Yennefer plays a larger role, and seeing some of that terrible dynamic the pair have – yikes. There are points where she flips instantly from brittle rage to ‘I am smol bean uwu Geralt pwease’ that don’t feel real to me, but I’m interested in where this train wreck goes. Other new/returning characters I also want to see more of. No idea why anyone tolerates Dandelion’s crap, frankly. Rapey, loudmouth, parasitic prick. Hope Yennefer immolates him at some point lol.
Which brings me to the main things that pull me out a bit: Geralt continually running into some of the same people while riding all over the place, and some anachronistic-feeling language. Cellular memory? Really? And I found the combat scenes less crisply portrayed than the first book for some reason – they’re fine, but I didn’t get the same clear sense of motion.
Yeah, looking forward to the novels.
Special mention: Disco Elysium – ZA/UM
A game, not a book, but it’s a text-heavy experience (with stellar voice acting) and one that beats a lot of books. In this detective RPG you explore the city of Revachol 50 years after a defeated revolution, investigating the murder of a man hanged behind the hostel you’re staying in. The case itself is engaging, but it’s the other things that truly sell this.
Your partner on the case, Kim Kitsuragi, is a fantastic character. Straightman to your amnesiac drunkard (who, depending on your build and choices, could be trying to pull himself together, ranting about a coming apocalypse, doing speed…), Kim’s personality shines in small gestures and things you can uncover in the extensive, well-crafted dialogue.
Your character’s skills embody different components of your psyche, talking to you and each other with unique voices and perspectives. They can be a major help or – particularly when failing a skillcheck, which can have hilarious results – massive hindrances. ‘Encyclopedia’ gives you helpful information, but if it’s too high you risk boring people and getting sidetracked by trivia. ‘Electrochemistry’ helps you understand the seedier side of Revachol – e.g. discerning what drug a character is on – but also yells at you to lick a rum stain. If you regularly take certain options in dialogue, or encounter certain prompts, you can be invited to ‘internalise’ a thought in your ‘thought cabinet’, further shaping your character and the things you can say and do.
The worldbuilding is great – from the geopolitical situation of Revachol, in the hands of the Coalition which defeated the Revachol Commune; to the more out-there things like Innocences and the Pale. The lead dev wrote a book set in this world which I hope gets into English eventually, because Elysium has cool ideas.
I’ve seen people complain that it’s communist propaganda. I really don’t see it. While I lean hard to port politically myself, I wouldn’t enjoy propaganda just from agreement. People who say this either missed a lot of dialogue, missed the jokes, or are triggered by left-wing views getting airtime. Internalising ‘Mazovian socio-economics’ lowers your authority score.

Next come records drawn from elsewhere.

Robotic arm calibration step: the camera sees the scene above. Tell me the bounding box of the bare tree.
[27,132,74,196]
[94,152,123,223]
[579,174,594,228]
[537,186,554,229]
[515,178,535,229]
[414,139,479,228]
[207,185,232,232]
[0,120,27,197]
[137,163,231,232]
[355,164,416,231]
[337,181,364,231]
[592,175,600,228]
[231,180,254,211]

A communist character you can meet talks movingly about how the Coalition forces blitzed all his friends in the name of capital, but he’s also a bitter tankie who thinks everything is bourgeois and everyone is a ‘pederast’. Disco Elysium treats itself and its left politics with a wry touch.
Funny, smart, emotive – my only real complaint is some quests need alternate routes. Great game, especially if you like reading stuff.